Get to know your building standards with four top built environment experts at WoodBUILD 2024 workshop, 2 July, 14:00;
‘Navigating the jungle of competing building standards‘

AECB

Warm


Octopus Energy
This interactive workshop will be held at 14:00 on Tuesday 2 July and hosted by Dr Diana Waldron, Head of Built Environment, Woodknowledge Wales and facilitated by Christiane Lellig, Specialist Advisor Regenerative Systems Change, Woodknowledge Wales.

Woodknowledge Wales

Woodknowledge Wales
“This workshop will provide a platform where experts from a variety of building standards backgrounds and viewpoints can get together to discuss the complexities around how to deliver better buildings and which standards to follow. This dialogue will include delegates and experts. Together, we will discuss how housing developers and designers can choose which standards will be most suitable for them. We will compare different approaches, such as ‘fabric-first’, ‘system-first’ etc., with the aim of extracting the most useful information from each of the standards, to bring us all closer to achieving the one aim that all these standards have in common: The delivery of better, efficient and healthier homes.” Dr Diana Waldron, Head of Built Environment, Woodknowledge Wales.
Participants will discuss the roles of four different building standards and approaches
– AECB CarbonLite, Passivhaus, EPC SAP assessment and ‘ASHP-first’ or ‘systems-first’ approach – with a special focus on delivering new buildings, but also touching on elements of retrofit. This session aims to help clients and designers navigate the challenging space between ‘fabric-first’ and ‘technology-first’ to deliver more efficient, comfortable, affordable, and sustainable buildings..
“Navigating the different building standards and their implications can be challenging.
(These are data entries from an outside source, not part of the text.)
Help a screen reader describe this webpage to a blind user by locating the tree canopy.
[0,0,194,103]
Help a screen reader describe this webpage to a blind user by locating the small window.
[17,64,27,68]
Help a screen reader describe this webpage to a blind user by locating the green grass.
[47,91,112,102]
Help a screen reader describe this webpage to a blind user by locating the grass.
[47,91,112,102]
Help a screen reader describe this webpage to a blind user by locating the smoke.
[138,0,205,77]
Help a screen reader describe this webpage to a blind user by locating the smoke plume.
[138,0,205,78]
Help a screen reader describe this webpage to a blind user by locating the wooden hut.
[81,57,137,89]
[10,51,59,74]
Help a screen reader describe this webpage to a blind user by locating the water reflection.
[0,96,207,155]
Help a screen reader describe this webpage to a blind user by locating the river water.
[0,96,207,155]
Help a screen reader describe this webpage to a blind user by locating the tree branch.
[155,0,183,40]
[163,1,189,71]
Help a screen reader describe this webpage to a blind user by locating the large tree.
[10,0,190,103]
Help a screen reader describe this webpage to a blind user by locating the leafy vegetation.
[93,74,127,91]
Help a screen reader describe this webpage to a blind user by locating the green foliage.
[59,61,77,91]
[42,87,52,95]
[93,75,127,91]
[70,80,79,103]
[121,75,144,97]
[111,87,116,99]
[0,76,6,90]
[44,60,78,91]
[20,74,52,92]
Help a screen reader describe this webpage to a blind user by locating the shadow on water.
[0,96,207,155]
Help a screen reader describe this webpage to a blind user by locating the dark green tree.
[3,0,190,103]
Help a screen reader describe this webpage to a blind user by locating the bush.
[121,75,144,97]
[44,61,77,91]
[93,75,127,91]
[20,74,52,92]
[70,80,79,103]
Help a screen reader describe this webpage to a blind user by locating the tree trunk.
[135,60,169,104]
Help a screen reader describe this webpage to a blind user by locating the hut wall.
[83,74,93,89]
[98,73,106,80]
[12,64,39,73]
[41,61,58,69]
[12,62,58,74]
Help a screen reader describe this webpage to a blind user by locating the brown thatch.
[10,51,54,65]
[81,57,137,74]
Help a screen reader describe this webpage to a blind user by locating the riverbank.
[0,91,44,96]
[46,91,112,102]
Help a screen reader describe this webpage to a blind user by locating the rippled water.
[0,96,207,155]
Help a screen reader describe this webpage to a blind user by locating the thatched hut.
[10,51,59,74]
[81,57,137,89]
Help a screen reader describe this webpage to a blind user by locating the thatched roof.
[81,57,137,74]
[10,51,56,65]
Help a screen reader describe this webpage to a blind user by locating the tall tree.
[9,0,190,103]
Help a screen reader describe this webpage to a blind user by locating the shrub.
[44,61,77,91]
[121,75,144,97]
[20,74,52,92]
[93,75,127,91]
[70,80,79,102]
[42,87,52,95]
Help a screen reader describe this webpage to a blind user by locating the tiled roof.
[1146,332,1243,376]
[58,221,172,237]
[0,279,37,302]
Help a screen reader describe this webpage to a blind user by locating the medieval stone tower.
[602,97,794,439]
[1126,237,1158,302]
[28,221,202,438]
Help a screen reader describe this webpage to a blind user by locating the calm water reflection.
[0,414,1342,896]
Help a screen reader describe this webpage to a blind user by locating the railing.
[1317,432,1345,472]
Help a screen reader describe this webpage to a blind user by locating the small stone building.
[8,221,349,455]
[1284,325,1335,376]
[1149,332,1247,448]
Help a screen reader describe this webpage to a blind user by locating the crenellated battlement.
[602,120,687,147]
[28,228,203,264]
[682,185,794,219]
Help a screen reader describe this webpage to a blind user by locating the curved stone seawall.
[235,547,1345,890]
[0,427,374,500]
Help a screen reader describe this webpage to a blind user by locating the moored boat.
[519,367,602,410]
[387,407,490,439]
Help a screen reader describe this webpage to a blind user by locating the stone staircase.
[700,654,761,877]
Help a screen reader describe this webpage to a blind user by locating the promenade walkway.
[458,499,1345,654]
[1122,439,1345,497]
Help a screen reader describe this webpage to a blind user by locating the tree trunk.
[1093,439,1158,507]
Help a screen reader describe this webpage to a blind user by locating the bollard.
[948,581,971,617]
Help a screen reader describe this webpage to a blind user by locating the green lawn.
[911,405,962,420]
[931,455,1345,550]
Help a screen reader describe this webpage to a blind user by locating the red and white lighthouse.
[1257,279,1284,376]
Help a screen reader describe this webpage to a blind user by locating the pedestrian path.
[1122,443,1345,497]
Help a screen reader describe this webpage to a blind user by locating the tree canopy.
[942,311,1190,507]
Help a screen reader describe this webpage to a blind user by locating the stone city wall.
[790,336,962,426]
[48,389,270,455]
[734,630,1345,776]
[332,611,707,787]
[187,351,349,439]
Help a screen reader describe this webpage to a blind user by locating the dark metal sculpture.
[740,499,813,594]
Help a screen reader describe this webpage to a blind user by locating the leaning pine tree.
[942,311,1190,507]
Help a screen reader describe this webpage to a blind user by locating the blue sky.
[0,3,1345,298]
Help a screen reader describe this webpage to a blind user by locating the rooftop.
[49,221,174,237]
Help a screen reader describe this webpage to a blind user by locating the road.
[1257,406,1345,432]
We’re inviting professionals from social housing, architects, designers, engineers and anyone dealing with building standards in their work to join in this conversation with their own questions and experience.” Christiane Lellig, Specialist Advisor Regenerative Systems Change, Woodknowledge Wales.
About our four speakers
Tim Martel is the Standards & Certification Scheme Programme Manager for AECB and an expert in CO2 calculations for buildings. He qualified as a Passivhaus Designer in 2012 and worked on new build, retrofit, domestic and commercial PHPP models. For several years he contributed data for the AECB Retrofit course. Later he also qualified as a Retrofit Coordinator and coordinated 90 retrofits in London. As well as looking after the CarbonLite Certifiers, he also maintains and updates the AECB’s PHribbon software, combining his experience in PHPP with earlier work in research and as a programmer.
Sally Godber is Director for WARM. Sally is a Chartered Mechanical Engineer, Passivhaus Certifier and a member of the UK Technical Panel reporting to the Passivhaus Institut, Germany. She set up WARM with her dad in 2009 to deal with the performance gap she saw in her own projects and continues to be fascinated by understanding faults and how to improve upon them. She will talk to anyone who will listen about this, which led to setting up Coaction CIC training alongside other leading professionals.
Dr Simon Lannon works at the Welsh School of Architecture for Cardiff University. Simon has developed techniques to investigate the retrofit of homes to improve the energy efficiency and internal conditions. This research has considered energy use at the different scales of the built environment, from individual buildings, neighbourhoods and to regions. These techniques have been used to map fuel poverty and model decarbonisation pathways for the Welsh housing stock, and to provide evidence for Welsh Government housing policy.
Nigel Banks is Technical Director (Zero Bills & Low Carbon Homes) at Octopus Energy. Nigel is renowned among peers for his ‘Fabric Fifth’ recommendations that reorder priorities for designers and developers. He is passionate about improving our homes to benefit our health, our wallets and our planet. Having worked in housing design, construction and manufacturing, Nigel now leads Octopus Energy’s work in making Zero Bills the new standard for housing in the UK and around the world. Octopus Energy uses technology to bring lower and more transparent pricing, better service and more sustainable energy to customers globally.